Lydia came in then and they both looked away from each other. Lydia was waving a postcard of a delicious aqua ocean and Candy found that she was holding her breath in tension as Lydia read out the card. ‘There’s a postcard from Gerry. It reads, “Glad that none of you are here.”’
Lydia gave a tight smile as she pinned it on the board and Candy just stared at the television.
Was that little dig from Gerry aimed at her?
‘When is he back?’ Trevor asked.
‘End of July, I think.’
Lydia’s voice was deliberately vague and Candy knew why. Gerry, the head nurse in Emergency, had been strongly advised to take extended leave.
Gerry was one of the reasons that Candy wanted a couple of weeks on a beach with no company.
Candy’s parents had freaked when, at twenty-two, she had broken up with a man they considered suitable and had declared she was moving out. They had been so appalled, so devastated at the prospect of their only daughter leaving home that Candy had ended up staying for another year.
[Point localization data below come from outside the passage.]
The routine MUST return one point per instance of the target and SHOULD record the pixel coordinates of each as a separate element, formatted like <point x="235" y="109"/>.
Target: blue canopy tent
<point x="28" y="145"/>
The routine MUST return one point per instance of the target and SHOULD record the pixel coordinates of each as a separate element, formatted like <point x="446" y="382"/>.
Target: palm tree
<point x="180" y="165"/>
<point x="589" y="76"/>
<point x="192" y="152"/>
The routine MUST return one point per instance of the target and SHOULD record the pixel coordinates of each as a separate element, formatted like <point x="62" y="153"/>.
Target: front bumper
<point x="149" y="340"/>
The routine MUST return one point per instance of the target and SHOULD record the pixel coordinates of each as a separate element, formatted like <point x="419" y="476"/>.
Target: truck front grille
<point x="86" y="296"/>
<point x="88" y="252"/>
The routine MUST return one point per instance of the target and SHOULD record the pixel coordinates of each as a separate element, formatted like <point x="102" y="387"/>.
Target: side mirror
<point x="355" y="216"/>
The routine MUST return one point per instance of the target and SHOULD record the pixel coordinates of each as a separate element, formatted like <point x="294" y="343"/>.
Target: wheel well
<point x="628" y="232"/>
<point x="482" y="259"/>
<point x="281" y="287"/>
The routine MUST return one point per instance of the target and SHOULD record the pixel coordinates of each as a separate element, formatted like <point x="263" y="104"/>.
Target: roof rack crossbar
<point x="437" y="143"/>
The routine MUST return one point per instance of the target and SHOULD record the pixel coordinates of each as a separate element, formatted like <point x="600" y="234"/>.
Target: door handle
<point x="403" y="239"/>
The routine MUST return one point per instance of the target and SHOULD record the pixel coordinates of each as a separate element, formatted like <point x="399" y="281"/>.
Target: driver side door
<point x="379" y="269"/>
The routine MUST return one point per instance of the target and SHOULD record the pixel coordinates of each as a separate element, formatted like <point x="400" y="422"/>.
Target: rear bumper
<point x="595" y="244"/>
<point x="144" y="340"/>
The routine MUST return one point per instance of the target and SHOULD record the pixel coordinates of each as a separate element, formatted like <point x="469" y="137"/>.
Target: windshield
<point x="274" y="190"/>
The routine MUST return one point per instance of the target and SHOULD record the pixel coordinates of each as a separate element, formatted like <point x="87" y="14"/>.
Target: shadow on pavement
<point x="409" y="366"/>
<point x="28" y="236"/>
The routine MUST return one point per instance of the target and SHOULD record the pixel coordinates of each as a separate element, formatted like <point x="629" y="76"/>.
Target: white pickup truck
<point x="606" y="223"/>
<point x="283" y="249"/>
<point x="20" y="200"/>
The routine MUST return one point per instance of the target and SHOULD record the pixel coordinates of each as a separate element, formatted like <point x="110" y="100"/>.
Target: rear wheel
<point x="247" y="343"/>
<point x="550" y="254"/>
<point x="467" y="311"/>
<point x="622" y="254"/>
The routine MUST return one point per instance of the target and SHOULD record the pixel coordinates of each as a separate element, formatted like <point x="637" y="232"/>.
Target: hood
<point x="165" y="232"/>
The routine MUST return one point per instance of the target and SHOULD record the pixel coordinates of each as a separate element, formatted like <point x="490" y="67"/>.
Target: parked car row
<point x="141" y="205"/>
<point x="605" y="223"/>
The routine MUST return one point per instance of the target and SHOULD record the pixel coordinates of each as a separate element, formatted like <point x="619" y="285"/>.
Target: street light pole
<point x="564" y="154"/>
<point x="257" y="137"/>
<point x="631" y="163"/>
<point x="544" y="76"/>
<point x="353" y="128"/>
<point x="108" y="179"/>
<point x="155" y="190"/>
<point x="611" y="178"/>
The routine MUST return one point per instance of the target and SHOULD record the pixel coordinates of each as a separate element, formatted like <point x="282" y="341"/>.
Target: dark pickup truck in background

She’d simply had to leave in the end.
Her mother thought nothing of opening her post. She constantly asked whom Candy was talking to on the phone and when Candy pointed out she was entitled to privacy they would ask what it was she had to hide.
Last year she had moved out and, really, she had hardly let loose. She’d had a brief relationship with Gerry when she’d first moved into her flat but that hadn’t worked out and she had been happily single since then.
A couple of months ago, aware that Gerry was having some problems, she’d agreed to go out for a drink with him.
It had resulted in a one-night stand that had left Candy feeling regretful. Gerry had been annoyed to find out that their brief relationship hadn’t been resumed.
It was all a bit of a mess, an avoidable one, though. Candy was just grateful that no one at work knew about that regrettable night and Candy wanted it left far behind.
‘You’ll be sending postcards soon,’ Steele said, but Candy shook her head.